Folk Folk Folk Folk ...

Ok, what do you think it is?

Bearded blokes in Aran jumpers singing long ballads with their fingers in their ears?

Intensely boring singers nasally whining away to cheap Japanese guitar accompaniment about the details of their love lives?

Vegetarian lasses with long plaited hair and Indian print frocks singing sweetly of murder and other devilish deeds?

Or simply loads of diddly-diddly-diddly a la Riverdance?

Well, maybe...  Just a little bit...  Sometimes...

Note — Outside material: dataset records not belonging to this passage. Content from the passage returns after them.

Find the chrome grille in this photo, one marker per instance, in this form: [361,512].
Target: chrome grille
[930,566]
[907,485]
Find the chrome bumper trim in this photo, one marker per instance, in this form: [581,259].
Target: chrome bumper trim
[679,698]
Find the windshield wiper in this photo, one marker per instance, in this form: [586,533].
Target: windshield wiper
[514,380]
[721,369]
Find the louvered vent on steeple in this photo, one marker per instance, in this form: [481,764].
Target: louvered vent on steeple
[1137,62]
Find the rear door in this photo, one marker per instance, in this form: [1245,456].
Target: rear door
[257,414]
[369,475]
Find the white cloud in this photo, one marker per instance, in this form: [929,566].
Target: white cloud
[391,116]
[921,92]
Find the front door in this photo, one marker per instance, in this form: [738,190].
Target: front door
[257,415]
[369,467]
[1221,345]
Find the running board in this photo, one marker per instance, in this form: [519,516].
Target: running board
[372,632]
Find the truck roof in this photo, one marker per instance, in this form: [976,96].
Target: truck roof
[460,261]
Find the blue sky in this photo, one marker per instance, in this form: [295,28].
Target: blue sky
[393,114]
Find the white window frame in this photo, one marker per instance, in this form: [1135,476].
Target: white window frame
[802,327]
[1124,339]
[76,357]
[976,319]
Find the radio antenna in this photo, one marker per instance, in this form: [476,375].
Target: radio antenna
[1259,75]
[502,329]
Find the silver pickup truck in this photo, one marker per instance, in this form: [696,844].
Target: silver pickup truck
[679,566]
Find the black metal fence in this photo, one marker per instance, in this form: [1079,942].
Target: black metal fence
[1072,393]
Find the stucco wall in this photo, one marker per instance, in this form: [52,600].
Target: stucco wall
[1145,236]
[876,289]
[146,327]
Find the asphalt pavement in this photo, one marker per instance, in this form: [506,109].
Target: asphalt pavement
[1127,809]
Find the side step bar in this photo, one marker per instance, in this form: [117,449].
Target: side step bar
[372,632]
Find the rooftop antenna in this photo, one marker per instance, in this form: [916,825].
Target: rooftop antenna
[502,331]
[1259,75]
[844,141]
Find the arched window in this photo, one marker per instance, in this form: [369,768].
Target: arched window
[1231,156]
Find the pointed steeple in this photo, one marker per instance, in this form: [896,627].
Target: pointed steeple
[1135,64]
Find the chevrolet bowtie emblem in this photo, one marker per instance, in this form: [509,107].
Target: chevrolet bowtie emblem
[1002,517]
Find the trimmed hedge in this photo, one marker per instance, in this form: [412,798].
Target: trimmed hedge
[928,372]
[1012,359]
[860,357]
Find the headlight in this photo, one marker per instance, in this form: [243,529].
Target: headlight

But much much more, it's ...

Real voices singing with passion or sensitivity; instrumentalists - not just guitars, but concertinas, fiddles, mandolins, melodeons, bodhrans and even more exotic things.  Have you ever seen a hurdy-gurdy or Northumbrian pipes or a cittern?

It's ordinary people expressing themselves, enjoying the experience of performance, striving to better themselves in an environment free of the "us and them" attitude of other art forms.

Professional and semi-professional guests show musical ability that is at least the equal of their pop, rock or country equivalents, arguably as good as those highly trained classical performers; they are often very knowledgeable and can tell of the background to their chosen material, yet essentially they are entertainers.

One of the best things about the Folk scene, though, is the way that amateurs and professionals share the same stage and mix sociably, for, in most cases, folk clubs are social clubs as much as concert venues.

Some will argue that real folk music is the tradition and the music should remain faithful to the old ways.  More of us these days see folk as an on-going thing which modifies itself from generation to generation, reflecting the times, but always, always belonging to the people.